Even before they learn to read and write, children can manipulate images. Tablet computers with touch-sensitive screens are ideal for lining up simple commands, which is exactly what programing is all about, said Mitchel Resnick, co-developer of a code-learning program called Scratch Jr.

“Each block tells the character what to do. You snap the blocks together, and you've made a computer program," he said. "Each block has a different behavior. This block makes the cat go to the right. This one makes the cat jump. By snapping them together I make a computer program that makes it move and then jump. That's what coding is all about, putting together sequences of actions."

“It's pretty fun because, you can do, like, almost anything on it,” said seven-year-old Talia Levitt.

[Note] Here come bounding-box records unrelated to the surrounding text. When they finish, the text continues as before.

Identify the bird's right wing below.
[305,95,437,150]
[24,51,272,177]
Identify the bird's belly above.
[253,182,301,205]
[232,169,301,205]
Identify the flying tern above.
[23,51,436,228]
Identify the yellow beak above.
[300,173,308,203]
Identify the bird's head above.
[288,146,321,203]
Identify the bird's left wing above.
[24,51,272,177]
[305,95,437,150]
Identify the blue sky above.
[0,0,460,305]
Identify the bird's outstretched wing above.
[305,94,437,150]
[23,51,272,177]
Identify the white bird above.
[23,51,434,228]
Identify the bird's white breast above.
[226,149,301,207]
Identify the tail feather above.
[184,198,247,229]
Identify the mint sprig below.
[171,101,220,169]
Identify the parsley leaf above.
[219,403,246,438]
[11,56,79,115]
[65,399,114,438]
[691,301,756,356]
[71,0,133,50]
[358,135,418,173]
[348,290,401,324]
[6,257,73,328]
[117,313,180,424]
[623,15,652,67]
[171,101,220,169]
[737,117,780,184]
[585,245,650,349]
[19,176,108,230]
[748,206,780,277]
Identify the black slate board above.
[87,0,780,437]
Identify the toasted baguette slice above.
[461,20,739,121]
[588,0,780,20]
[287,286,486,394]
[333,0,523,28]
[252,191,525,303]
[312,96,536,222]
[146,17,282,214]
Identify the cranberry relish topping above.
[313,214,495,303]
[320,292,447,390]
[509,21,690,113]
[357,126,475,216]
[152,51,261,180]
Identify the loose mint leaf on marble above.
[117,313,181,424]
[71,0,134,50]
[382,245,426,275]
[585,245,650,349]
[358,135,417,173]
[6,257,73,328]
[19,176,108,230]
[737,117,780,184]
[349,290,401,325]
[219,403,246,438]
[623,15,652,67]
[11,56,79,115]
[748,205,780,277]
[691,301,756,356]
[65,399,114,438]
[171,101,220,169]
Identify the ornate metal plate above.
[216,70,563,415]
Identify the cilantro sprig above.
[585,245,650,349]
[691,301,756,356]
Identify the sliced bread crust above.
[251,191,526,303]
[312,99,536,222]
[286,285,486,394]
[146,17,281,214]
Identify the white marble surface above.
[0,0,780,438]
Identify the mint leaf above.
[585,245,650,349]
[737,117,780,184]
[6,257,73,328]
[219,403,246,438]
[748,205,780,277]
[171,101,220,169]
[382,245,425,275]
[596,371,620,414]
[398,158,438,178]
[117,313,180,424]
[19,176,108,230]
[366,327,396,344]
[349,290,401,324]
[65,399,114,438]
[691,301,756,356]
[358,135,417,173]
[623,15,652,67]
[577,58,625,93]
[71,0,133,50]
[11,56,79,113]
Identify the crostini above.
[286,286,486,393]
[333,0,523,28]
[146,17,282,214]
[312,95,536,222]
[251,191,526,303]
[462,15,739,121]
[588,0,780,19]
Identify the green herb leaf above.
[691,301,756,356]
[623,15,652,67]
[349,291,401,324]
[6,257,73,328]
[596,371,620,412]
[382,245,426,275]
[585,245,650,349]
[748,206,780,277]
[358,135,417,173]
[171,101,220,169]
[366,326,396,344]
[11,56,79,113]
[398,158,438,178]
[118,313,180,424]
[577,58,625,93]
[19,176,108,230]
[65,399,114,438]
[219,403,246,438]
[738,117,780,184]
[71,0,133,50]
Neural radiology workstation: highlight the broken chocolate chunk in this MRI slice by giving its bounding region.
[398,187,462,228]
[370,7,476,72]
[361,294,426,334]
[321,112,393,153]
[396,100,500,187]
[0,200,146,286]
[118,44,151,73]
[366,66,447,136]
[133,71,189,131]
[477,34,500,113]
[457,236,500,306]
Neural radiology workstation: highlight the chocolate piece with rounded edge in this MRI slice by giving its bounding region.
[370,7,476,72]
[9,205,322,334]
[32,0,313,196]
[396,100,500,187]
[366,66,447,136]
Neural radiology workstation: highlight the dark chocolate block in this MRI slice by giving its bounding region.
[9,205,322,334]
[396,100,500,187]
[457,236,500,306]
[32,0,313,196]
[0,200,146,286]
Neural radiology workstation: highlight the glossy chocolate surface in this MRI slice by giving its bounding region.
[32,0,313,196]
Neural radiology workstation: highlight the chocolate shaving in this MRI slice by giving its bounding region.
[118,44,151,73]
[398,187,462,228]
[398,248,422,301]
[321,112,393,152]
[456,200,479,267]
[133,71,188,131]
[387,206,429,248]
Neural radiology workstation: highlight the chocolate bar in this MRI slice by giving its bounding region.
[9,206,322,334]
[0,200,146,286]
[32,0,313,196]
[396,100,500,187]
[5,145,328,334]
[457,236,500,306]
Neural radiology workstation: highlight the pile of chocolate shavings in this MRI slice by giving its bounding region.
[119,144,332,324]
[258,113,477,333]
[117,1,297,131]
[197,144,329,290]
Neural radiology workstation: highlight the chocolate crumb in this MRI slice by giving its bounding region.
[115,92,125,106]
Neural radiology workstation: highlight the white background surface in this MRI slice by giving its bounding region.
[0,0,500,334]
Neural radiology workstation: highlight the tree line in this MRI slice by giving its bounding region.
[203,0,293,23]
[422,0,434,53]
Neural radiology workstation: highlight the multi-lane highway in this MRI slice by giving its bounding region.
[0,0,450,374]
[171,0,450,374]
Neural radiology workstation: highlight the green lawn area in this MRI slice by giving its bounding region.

It is up to parents to decide how much time their children spend exposed to modern technology. But, as Sandra Calvert, Director of Children's Digital Media Center at Georgetown University, notes, it's all around us.

"We live in the digital age," she said. "Just as it's a worry that there may be too much screen time, there is also a concern that our children will be left behind if they don't know how to use the technologies that are going to shape 21st century careers, jobs and how we are going to succeed as a nation.”

At so-called “maker spaces” in Beijing, children between four and 15 also use tools and machines, such as 3-D printers, to create various projects. They are part of the so-called “maker movement” that started in the U.S. but quickly spread to other countries, connecting people who like to make things with their hands.

One of the movements’ pioneers, Wang Shenglin, said the trend appeals to the younger generation.

“The old generation is like: ‘in the morning, we go to work.’ The young generation, we see them, they start trying, trying so hard to do what they love. I think that is the difference,” he said.

It goes against tradition in China not to follow the crowd, but young entrepreneurs like 24-year-old Huang Weijie want to change things.

“Our generation thinks that we really need to do something we like in order to innovate," he said. "To us, we are as capable as foreigners. Why they can do something and we could not?”

Huang said Chinese will have to learn that although opening a private business includes the possibility of failure, his generation will have wider experience of the world, so they will be prepared to make mistakes and learn from them.